Bugfatty300
Buddha Squirrel
noncon said:Reporter's aren't even required to go through official channels. I mean, damn, journalists were embedded into Iraqi army units! And some even into Insurgent Units! It would have been unthinkable that US journalists been embedded into NVA or Viet-Minh units.
Actually there where plenty of people and reporters who "embedded" themselves with NVA and Viet Cong Units.
Jane Fonda and Pham Xuan An comes to mind.
A free lance reporter/photographer is just that. If he wanted to video or photograph Viet Cong he could. The problem was the Viet Cong hated reporters and photographers and had no qualms about killing them on sight. The Iraq inusrgency loves them.
noncon said:Vietnam's media resources were still primitive, not much more eveolved from WWII.
The media available were photography, film and writing.
Nightly news reports and live TV was lightyears ahead of what we had in WWII. The only big difference today is the internet. Still most people watch the TV for news as they did 30 years ago.
noncon said:Agent Orange; maybe the use of it short-term might not classify as such, but consider if the use of Agent Orange was used, in a way to punish the Vietnamese for being so resilient.
But Agent Orange was used exclusively to defoliate areas of jungle around bases so as to deprive the enemy of cover. It wasn't used to punish anyone.
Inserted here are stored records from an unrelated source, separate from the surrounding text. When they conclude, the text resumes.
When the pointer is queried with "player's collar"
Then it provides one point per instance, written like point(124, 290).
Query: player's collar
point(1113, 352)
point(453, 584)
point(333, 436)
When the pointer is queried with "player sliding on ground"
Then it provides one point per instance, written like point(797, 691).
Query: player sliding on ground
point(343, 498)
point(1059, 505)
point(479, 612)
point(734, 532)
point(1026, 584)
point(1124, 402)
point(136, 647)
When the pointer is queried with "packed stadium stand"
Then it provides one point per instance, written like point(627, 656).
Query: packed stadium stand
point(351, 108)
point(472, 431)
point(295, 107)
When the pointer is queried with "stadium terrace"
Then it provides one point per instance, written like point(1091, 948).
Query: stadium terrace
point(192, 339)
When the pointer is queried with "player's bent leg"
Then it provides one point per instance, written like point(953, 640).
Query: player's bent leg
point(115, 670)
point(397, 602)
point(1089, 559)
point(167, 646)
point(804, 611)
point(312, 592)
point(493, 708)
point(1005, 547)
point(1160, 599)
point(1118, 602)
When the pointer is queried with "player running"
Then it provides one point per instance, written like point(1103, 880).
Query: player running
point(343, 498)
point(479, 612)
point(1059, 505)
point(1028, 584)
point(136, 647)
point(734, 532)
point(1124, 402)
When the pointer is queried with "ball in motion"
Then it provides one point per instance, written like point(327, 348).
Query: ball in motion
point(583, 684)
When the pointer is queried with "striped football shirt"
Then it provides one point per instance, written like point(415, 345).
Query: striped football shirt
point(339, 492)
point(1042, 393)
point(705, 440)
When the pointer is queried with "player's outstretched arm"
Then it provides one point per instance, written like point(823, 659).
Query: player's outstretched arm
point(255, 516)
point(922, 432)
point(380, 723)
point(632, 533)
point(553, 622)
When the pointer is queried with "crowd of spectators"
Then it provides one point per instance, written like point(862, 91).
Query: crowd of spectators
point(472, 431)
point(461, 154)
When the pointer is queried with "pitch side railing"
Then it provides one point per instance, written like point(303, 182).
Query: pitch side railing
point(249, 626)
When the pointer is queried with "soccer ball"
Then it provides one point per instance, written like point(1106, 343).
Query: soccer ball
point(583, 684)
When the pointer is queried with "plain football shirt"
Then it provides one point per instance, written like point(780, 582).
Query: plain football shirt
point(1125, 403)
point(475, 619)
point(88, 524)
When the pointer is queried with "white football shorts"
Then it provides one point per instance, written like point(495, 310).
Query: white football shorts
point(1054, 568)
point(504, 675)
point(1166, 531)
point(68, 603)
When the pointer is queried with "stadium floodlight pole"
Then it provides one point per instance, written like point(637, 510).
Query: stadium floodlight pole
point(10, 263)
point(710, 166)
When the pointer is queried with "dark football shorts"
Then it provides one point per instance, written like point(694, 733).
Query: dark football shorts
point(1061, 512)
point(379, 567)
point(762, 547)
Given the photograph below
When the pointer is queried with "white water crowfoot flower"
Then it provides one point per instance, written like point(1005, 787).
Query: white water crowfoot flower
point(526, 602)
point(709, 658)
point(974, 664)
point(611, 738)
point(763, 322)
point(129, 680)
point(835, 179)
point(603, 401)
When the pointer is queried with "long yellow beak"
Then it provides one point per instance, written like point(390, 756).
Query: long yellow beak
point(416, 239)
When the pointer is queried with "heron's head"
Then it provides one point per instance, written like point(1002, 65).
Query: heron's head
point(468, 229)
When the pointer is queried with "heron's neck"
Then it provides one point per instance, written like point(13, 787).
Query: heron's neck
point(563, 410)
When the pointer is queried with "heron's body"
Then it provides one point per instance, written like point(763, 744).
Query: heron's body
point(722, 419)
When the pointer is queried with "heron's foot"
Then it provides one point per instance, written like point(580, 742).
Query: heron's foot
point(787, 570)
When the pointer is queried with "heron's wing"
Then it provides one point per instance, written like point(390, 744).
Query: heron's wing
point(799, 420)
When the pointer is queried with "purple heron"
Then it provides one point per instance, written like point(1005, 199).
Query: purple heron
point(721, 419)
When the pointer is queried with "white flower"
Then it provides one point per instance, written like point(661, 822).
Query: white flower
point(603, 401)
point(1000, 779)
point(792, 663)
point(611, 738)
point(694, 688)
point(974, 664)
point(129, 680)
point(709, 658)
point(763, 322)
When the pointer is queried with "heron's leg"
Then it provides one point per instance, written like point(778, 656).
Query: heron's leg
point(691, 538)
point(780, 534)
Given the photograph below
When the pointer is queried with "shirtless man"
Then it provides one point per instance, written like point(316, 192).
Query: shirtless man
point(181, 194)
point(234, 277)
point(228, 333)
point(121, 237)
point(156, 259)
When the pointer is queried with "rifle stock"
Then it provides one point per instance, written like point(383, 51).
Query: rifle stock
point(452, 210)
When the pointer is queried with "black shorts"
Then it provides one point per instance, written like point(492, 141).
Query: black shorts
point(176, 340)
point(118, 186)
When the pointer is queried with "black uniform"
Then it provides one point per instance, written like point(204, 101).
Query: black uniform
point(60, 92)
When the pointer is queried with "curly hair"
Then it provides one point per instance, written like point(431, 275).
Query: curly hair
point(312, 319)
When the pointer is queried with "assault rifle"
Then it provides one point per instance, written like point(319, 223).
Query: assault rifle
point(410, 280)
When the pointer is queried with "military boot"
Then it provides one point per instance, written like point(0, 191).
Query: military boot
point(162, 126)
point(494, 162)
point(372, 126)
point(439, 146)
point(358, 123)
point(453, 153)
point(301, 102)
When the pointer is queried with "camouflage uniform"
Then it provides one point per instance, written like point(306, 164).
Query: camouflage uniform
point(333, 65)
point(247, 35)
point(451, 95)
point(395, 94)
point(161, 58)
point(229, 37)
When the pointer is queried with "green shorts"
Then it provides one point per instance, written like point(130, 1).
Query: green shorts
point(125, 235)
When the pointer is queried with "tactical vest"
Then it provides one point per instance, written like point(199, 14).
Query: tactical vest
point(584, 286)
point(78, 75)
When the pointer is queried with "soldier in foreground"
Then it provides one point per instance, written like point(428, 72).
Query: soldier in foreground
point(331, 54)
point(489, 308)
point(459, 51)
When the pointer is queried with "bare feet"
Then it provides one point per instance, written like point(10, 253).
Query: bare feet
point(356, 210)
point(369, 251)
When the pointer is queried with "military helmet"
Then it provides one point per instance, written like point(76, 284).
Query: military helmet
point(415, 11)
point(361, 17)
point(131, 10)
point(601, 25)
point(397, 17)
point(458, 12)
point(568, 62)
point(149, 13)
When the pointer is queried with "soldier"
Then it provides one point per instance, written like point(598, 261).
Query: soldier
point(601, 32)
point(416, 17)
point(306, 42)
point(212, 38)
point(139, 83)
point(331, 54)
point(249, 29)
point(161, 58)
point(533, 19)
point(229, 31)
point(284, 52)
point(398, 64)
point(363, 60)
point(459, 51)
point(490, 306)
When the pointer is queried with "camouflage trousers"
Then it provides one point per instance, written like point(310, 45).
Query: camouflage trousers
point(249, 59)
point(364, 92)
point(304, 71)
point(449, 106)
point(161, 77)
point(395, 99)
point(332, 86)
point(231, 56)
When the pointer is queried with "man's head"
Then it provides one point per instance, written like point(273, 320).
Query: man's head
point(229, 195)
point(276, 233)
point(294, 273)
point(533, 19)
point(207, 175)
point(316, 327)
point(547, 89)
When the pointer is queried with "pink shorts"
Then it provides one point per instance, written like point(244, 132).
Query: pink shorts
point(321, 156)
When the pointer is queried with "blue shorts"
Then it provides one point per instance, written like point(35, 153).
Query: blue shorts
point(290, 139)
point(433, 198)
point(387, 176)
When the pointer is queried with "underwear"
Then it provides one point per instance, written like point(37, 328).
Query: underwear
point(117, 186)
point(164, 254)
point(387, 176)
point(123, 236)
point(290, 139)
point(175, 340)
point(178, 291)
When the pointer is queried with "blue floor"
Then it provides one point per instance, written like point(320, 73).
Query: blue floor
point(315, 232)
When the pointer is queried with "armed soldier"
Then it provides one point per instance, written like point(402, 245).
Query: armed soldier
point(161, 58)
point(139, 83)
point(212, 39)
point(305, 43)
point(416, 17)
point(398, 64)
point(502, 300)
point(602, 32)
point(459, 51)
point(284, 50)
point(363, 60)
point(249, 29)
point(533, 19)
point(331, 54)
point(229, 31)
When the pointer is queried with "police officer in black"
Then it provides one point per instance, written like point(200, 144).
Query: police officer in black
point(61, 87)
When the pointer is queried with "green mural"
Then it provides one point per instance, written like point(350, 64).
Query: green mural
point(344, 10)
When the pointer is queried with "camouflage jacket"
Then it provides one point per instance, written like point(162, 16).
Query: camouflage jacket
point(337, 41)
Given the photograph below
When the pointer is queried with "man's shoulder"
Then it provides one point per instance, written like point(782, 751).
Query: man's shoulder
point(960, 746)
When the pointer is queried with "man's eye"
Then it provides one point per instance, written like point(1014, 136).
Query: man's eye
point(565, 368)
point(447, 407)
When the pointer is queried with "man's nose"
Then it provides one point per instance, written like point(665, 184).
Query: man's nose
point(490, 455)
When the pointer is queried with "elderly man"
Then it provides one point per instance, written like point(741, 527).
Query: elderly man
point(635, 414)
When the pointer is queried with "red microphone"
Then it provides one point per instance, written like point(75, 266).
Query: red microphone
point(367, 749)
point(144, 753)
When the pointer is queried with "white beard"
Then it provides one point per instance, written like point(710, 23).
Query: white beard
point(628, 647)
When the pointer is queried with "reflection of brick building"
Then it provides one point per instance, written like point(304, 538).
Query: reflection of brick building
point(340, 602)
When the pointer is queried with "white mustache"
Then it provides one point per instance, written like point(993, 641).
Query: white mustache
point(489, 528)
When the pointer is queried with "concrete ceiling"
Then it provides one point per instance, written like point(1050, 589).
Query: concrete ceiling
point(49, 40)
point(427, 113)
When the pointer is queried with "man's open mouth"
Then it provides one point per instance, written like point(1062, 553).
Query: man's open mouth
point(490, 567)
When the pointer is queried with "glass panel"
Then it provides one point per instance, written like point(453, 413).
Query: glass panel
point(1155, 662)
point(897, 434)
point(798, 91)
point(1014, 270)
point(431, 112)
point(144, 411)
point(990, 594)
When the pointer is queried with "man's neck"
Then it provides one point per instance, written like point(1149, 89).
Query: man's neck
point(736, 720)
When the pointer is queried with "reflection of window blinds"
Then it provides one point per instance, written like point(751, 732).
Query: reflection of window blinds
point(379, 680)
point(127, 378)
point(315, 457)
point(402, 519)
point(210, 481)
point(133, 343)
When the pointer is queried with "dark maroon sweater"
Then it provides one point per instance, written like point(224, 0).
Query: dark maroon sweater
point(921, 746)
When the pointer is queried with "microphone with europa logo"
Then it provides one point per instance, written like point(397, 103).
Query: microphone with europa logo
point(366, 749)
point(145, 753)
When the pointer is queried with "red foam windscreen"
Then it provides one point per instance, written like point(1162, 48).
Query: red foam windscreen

Everybody with a brain knew that agent orange, along with any other defoliant chemical, wasn't something you wanted to take a bath in or use as mouth wash but its long term gruesome ill effects wasn't known for quite a few years after the war.
Sure you could use Agent Orange to give people cancer and birth defects but what purpose would that do in a war?
noncon said:I'm sorry, but the use of chemicals to wage warfare inasmuch as using toxic properties for the use of warfare would be what I'd call chemical warfare.
Debatable but agent orange was never used offensively or intended to harm people. But what did you mean by biological weapons being used?